Hi i have been looking for apple snails i was wondering if anybody new where to get any?


----------



## SueM (Jan 23, 2004)

I have several, what color are you looking for and would you like Brigs or Canas (Canas get huge & eat plants)


----------



## rose_levi2006 (Jan 15, 2009)

*snails*

can you ship the canas?


----------



## rose_levi2006 (Jan 15, 2009)

*snails*

and what color are the canas


----------



## TheOldSalt (Jan 28, 2005)

Be sure to check out applesnail.net and Aquabid


----------



## fishboy (Feb 26, 2005)

What's your tank size? Apples snails(Canas) are much more interesting then the common Mystery Snail(Brig). Canas do get huge but they come out the the shell a bit more and their size can make them the corner stone of your tanks appeal. They do however have a larger biomass so you have to take the size of the tank and it's inhabitants into account when considering your choice of snail.

Sue ships out great canas at a fair price, they start out small and cute and are fun to raise. My current golden cana snail was one of hers and I used the surplus she gave me to trade for a bunch of fish at my LFS.

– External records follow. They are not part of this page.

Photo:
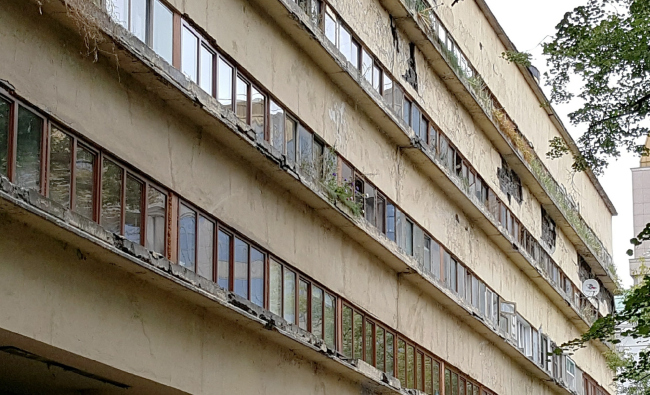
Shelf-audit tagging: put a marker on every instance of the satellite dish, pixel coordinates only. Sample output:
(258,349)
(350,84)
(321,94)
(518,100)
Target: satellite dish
(590,288)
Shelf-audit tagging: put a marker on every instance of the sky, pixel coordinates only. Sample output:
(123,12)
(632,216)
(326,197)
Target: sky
(528,23)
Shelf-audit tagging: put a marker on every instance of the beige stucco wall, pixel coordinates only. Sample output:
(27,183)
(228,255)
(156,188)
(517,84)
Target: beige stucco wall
(122,116)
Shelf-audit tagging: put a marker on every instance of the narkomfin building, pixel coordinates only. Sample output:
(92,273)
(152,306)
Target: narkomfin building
(288,197)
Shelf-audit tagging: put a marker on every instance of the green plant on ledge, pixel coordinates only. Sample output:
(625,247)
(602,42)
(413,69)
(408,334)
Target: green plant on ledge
(339,191)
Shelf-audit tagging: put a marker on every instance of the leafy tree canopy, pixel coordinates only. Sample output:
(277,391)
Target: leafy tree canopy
(606,45)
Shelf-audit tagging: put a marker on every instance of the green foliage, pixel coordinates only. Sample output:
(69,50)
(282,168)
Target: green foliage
(605,45)
(632,321)
(516,57)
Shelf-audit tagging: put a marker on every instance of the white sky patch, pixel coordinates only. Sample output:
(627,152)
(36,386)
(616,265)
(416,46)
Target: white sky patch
(529,23)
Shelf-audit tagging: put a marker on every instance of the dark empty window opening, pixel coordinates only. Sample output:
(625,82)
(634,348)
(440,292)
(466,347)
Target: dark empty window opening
(509,182)
(548,230)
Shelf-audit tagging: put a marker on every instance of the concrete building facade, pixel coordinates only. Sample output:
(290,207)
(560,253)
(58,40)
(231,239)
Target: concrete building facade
(279,196)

If you have any other questions on other types of snails you can always check the internet(http://www.applesnails.net as recommended by TheOldSalt is the best source for applesnail info) or just keep asking people on the forum with personal experience.


----------



## rose_levi2006 (Jan 15, 2009)

Thanks everyone for your help i have placed an order with Sue and cant wait to get them. I currently have a 50 gallon tank setup with only mystery snails i just love them. They have been breeding like crazy. What do you guys used for Calcium?


----------



## fishboy (Feb 26, 2005)

For calcium I use a piece of cuttlebone for birds in my filter, broken pieces can often be purchased at pet stores for a buck or 2.


----------



## rose_levi2006 (Jan 15, 2009)

*snails*

how big of a piece should i put in there?


----------



## fishboy (Feb 26, 2005)

I really am not sure of the science behind it. All I know is the bigger the piece, the more surface area, the more area for calcium to dissolve into the water. THe more snails you have the more you'll want to use I guess. There are also some liquid calcium products but I have never tried them


----------



## Lupin (Aug 1, 2006)

I compiled all the calcium brands here. See bottom of the link for page 2 (in case you missed it) as there should be two pages to read.
www.geocities.com/popop81689/calcium

Other alternatives to increase pH and KH:
Limestones
Crushed oyster shells
Aragonite
Crushed corals
Plaster of Paris pucks
Liquid calcium by Kent-This is calcium chloride and therefore will increase the KH only, not the pH. You need to dilute it before adding as it can burn the snails if undiluted.


----------